Apart from Fisk and Crawford, which ceased operations in September, decisions whether or not to proceed with retrofitting of any particular remaining units to comply with the Illinois Combined Pollutant Standard (CPS) requirements for SO2 emissions, including those that have received permits, are subject to a number of factors, such as market conditions, regulatory and legislative developments, liquidity and forecasted commodity prices and capital and operating costs applicable at the time decisions are required or made.
Midwest Generation may also elect to shut units instead of installing controls to be in compliance with the CPS. Final decisions on whether to install controls, what kinds of controls, and to actually expend capital or continue with the expenditure of capital will be made as required, subject to the requirements of the CPS and other applicable regulations. Units that are not retrofitted may continue to operate for as long as regulations and law allow, the filing said.
Based on work to date, Midwest Generation estimates the remaining cost of retrofitting Powerton Units 5-6, Joliet Units 7-8 and Will County Units 3-4, using dry scrubbing with sodium-based sorbents and upgrading particulate removal systems, to be about $619m as of Sept. 30. It is less likely that retrofits will be made to Joliet Unit 6 and Waukegan. During the third quarter of 2012, the Illinois Pollution Control Board granted Midwest Generation’s request to extend Waukegan Unit 7’s unit specific retrofit requirements from Dec. 31, 2013, to Dec. 31, 2014. The estimated cost of retrofitting Joliet Unit 6, if made, would be about $75m, while the estimated cost of retrofitting Waukegan, if made, would be around $160m.

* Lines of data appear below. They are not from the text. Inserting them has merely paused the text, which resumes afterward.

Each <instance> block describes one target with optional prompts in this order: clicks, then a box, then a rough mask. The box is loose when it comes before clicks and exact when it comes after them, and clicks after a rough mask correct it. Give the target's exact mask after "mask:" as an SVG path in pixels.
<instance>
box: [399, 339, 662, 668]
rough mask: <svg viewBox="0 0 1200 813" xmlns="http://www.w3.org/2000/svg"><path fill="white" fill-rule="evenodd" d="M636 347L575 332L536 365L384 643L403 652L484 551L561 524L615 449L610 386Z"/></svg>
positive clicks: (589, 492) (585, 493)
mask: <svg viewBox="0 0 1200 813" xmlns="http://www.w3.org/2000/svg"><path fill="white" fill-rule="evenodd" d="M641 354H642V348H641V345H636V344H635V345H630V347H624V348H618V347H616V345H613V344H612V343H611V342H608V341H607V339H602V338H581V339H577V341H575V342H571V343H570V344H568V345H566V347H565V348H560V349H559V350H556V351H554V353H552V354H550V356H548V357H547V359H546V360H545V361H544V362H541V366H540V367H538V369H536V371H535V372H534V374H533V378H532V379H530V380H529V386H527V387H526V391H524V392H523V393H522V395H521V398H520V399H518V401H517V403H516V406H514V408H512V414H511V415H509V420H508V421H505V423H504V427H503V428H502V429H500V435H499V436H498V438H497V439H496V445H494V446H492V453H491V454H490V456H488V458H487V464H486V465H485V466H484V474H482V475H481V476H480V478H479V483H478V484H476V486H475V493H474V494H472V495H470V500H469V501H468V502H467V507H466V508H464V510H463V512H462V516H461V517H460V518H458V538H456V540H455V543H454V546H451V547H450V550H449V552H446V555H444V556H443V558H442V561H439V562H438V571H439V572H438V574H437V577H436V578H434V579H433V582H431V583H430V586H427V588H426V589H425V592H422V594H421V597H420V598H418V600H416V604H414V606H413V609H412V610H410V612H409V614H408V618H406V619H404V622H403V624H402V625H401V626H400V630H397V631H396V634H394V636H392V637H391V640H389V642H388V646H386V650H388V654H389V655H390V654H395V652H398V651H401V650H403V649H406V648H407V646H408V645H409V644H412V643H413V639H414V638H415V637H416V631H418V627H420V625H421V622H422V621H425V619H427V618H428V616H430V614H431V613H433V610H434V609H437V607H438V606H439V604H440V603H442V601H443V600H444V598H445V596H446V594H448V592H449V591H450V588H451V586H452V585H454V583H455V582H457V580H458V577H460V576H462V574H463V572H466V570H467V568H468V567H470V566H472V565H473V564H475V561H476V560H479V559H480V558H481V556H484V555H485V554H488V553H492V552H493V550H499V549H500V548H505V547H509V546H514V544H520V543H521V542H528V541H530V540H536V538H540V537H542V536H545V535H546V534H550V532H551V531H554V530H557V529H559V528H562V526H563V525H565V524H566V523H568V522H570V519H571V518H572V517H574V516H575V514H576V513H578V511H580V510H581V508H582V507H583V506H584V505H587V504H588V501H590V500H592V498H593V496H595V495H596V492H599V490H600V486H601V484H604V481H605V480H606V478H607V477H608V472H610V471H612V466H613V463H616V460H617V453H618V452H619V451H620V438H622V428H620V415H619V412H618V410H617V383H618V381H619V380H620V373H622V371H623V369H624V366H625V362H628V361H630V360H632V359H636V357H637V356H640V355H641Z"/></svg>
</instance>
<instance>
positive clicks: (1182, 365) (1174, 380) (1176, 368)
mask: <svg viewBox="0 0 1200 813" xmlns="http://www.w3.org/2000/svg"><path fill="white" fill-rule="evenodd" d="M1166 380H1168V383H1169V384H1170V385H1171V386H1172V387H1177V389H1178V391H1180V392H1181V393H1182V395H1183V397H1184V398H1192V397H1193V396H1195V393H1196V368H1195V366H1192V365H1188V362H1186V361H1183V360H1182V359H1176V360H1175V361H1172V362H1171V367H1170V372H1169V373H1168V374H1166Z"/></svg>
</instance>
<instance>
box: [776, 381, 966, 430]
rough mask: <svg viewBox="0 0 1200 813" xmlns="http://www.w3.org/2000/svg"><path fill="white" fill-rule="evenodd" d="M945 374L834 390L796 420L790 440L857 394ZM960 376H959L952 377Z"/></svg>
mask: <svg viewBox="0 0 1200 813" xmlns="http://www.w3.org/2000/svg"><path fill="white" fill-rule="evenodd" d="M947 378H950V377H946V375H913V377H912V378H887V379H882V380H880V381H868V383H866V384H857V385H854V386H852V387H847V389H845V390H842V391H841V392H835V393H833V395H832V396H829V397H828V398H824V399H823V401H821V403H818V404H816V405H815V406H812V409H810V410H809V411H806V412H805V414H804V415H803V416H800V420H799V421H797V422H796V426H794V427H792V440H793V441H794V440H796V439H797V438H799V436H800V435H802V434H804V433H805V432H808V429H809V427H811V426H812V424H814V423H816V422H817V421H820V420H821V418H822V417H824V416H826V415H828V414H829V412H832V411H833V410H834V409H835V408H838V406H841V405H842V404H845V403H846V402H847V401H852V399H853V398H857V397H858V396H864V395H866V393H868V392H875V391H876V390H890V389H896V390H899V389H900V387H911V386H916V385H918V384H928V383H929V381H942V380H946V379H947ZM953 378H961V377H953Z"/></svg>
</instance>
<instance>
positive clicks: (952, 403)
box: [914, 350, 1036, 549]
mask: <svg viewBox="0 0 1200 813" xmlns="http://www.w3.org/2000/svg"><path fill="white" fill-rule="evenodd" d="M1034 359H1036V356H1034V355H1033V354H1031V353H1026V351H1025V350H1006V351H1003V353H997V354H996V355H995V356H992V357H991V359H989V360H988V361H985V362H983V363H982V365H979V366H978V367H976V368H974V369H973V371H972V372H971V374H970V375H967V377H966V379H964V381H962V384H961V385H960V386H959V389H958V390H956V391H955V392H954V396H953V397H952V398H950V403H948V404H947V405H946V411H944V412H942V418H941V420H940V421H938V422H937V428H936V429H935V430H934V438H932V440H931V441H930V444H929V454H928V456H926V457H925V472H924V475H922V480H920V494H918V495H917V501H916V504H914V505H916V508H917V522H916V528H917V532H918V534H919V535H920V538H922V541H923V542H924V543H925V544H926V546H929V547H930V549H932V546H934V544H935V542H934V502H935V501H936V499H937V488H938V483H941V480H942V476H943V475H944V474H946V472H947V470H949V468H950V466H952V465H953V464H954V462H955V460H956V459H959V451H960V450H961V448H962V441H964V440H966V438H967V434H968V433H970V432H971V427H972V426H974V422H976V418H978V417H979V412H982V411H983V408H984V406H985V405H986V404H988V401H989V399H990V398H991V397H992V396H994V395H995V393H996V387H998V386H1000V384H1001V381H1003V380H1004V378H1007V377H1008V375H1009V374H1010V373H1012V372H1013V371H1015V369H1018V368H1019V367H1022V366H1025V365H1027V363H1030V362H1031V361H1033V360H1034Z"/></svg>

The Midwest Generation plants purchase coal primarily from the southern PRB. As of Sept. 30, the company was contracted to buy 4.9 million tons of coal in the fourth quarter of this year, 11.1 million tons in 2013 and 9.8 million tons in 2014. The amount of coal under contract in equivalent tons is calculated based on contracted tons and applying an 8,800 Btu/lb equivalent.
Midwest Generation is subject to price risk for purchases of coal that are not under contract. The Form 10-Q filing noted that the market prices of PRB coal based on 8,800 Btu/lb and 0.8 pounds of SO2 per MMBtu decreased to a price of $9.20 per ton as of Sept. 28, compared to a price of $12.75 per ton at the end of 2011, as reported by the U.S. Energy Information Administration.
On July 11, Midwest Generation agreed to sell one million tons of coal scheduled to be delivered in the second half of 2012 in order to better manage coal inventories.This transaction resulted in a loss of about $6m recorded in the third quarter of 2012.